„Eher graduelles Aufstocken“
Aus Sicht des Experten Ed Arnold hat die erwartete russische Großoffensive in der Ukraine noch nicht begonnen.
London. Dass eine weitere russische Offensive in der Ukraine bevorsteht, scheint unbestritten. Berichte häufen sich, dass die Operation begonnen hat. Der Sicherheitsexperte Ed Arnold vom Royal United Services Institute in London hat daran Zweifel.
Das Institut für Kriegsstudien hat in den letzten Tagen einen deutlichen Zuwachs an Militäroperationen im Luhansker Gebiet bestätigt. Ist das die erwartete russische Offensive? Ed Arnold:
Beurteilt man die nachrichtendienstlichen Berichte, gehe ich eher von einem graduellen Aufstocken aus. Russland hat mehr Truppen in das Gebiet geschickt, aber es bleibt unklar, ob es sich um eine Großoffensive handelt. Die russische Seite müsste auch signifikant ihr Tempo der Militäroperationen erhöhen, wenn die Offensive erfolgreich sein soll. Nach den letzten sechs eher erfolglosen Monaten im Osten bräuchte es eine viel stärkere Kampfkraft, um große Teile des Gebiets zurückzuerobern.
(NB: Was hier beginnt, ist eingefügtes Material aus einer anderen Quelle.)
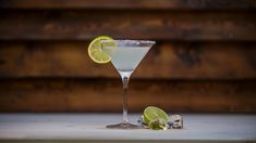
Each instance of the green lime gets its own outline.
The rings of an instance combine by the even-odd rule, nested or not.
[[[105,64],[111,61],[111,57],[106,54],[102,49],[101,49],[101,40],[113,40],[111,37],[109,36],[99,36],[96,37],[88,47],[88,54],[89,57],[99,64]]]
[[[159,118],[157,120],[150,121],[148,127],[151,130],[167,130],[169,126],[163,119]]]
[[[164,110],[159,107],[148,106],[144,109],[143,113],[143,121],[149,125],[150,121],[161,120],[163,122],[168,122],[169,116]]]

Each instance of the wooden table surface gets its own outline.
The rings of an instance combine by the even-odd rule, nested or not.
[[[130,115],[136,122],[139,115]],[[256,142],[256,115],[185,114],[184,129],[114,130],[121,114],[0,114],[0,142]]]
Auf Russisch heißt sie „Rasputitsa“, auf Ukrainisch „Bezdorozhie“, die Zeit ohne Wege, also die Schlammzeit vor und nach dem Winter. Inwiefern kann der Matsch die Offensive torpedieren?
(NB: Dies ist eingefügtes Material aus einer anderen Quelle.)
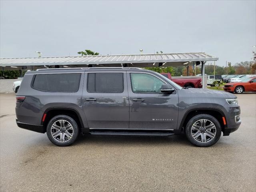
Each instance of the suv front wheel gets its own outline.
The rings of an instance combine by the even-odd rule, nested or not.
[[[200,114],[189,120],[186,126],[186,134],[192,144],[199,147],[208,147],[220,139],[221,127],[214,117]]]
[[[46,128],[48,138],[59,146],[68,146],[75,141],[78,135],[77,124],[72,118],[65,115],[53,117]]]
Nun, der Schlamm kann gepanzerte Fahrzeuge verlangsamen und natürlich gerade bei der Logistik für Belastungen sorgen. Vor allem, wenn die Truppen sich dadurch nur auf befestigten Straßen fortbewegen können und so ein leichteres Ziel werden. Generell ist der Matsch ein Faktor, den es einzurechnen gilt, er kann Dinge verhindern. Er wird meiner Meinung nach aber zu sehr hochgeschaukelt. Auch, weil die Russen den Fokus weniger auf gepanzerte Fahrzeuge legen, die potenziell stecken bleiben könnten, sondern auf abgesessene Infanterie, also Soldaten, die zu Fuß an die Front geschickt werden. Meiner Meinung nach wird das Wetter für die Russen nicht so entscheidend sein wie die Moral, Führung und Fähigkeiten, eine Offensive umzusetzen. Vor allem nach Monaten,
in denen sie einen hohen Preis für marginale Gewinne bezahlen mussten.
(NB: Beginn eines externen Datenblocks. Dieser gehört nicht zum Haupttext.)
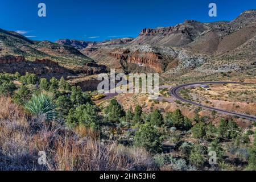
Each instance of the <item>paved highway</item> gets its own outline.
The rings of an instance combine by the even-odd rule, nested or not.
[[[241,114],[241,113],[235,113],[235,112],[229,111],[226,111],[226,110],[220,109],[218,109],[218,108],[214,108],[214,107],[210,107],[210,106],[204,106],[204,105],[201,105],[200,104],[198,104],[198,103],[196,103],[196,102],[192,102],[192,101],[185,100],[185,99],[183,98],[180,94],[180,90],[183,89],[183,88],[187,88],[187,87],[196,86],[200,86],[201,85],[207,85],[207,84],[256,84],[255,83],[239,82],[227,82],[227,81],[225,81],[225,82],[221,82],[221,81],[218,81],[218,82],[213,82],[213,82],[196,82],[196,83],[183,84],[183,85],[178,85],[178,86],[175,86],[175,87],[172,88],[170,90],[170,94],[171,96],[174,96],[174,97],[175,97],[178,100],[180,100],[180,101],[182,101],[182,102],[184,102],[189,103],[191,104],[192,104],[193,105],[201,107],[202,108],[207,109],[209,109],[209,110],[215,110],[216,111],[218,111],[219,113],[223,113],[223,114],[229,114],[229,115],[235,115],[235,116],[237,116],[237,117],[241,117],[241,118],[246,118],[246,119],[248,119],[256,121],[256,116],[250,115]]]

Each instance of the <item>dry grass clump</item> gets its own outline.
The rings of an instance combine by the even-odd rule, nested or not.
[[[28,118],[9,97],[0,97],[0,170],[155,169],[143,149],[101,143],[92,130]],[[46,153],[46,165],[38,163],[40,151]]]

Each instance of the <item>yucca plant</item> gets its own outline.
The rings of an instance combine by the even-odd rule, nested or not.
[[[24,108],[32,115],[44,115],[47,121],[56,120],[59,115],[52,97],[44,93],[33,95],[29,101],[25,102]]]

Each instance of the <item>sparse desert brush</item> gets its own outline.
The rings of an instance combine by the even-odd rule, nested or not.
[[[52,97],[45,93],[33,95],[30,101],[24,104],[24,107],[32,115],[45,115],[47,120],[55,120],[59,114],[57,107],[52,101]]]
[[[0,170],[154,169],[144,149],[102,143],[83,126],[73,130],[42,115],[28,117],[10,98],[0,97]],[[38,163],[45,151],[46,165]]]

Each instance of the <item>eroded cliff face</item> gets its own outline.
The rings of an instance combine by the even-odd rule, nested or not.
[[[47,65],[48,66],[58,66],[59,63],[52,61],[51,60],[48,59],[43,59],[42,60],[36,59],[35,61],[36,63],[42,63]]]
[[[5,56],[0,57],[0,64],[10,64],[26,61],[25,57],[22,56]]]
[[[155,52],[135,51],[128,57],[128,64],[135,64],[139,67],[146,67],[154,69],[158,73],[164,71],[163,56]]]
[[[164,59],[159,53],[116,49],[110,52],[109,56],[119,60],[124,69],[130,71],[147,69],[157,73],[164,71]]]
Und könnten die Panzer, die die westlichen Verbündeten der Ukraine liefern wollen, überhaupt einen Unterschied in der kommenden Frühlingsoffensive machen?
Der Westen hat sich viel zu lange Zeit gelassen mit der Entscheidung, Panzer zu liefern, als dass das in der Frühjahrsoffensive noch entscheidend wäre. Wenn man aber in die Zukunft blickt, dann könnten sie im Laufe einen ordentlichen Unterschied in der Kampffähigkeit machen. Die wichtigste Frage wird dann sein, wie und wo die Ukrainer sie einsetzen wollen. Ich würde jetzt dazu raten, sie noch zurückzuhalten, die Soldaten ordentlich an ihnen zu trainieren und sie dann in bestehende Verbände zu integrieren. Es wäre zu riskant, sie im aktuellen Kampf einzusetzen und somit ihr offensives Potenzial zu verschenken.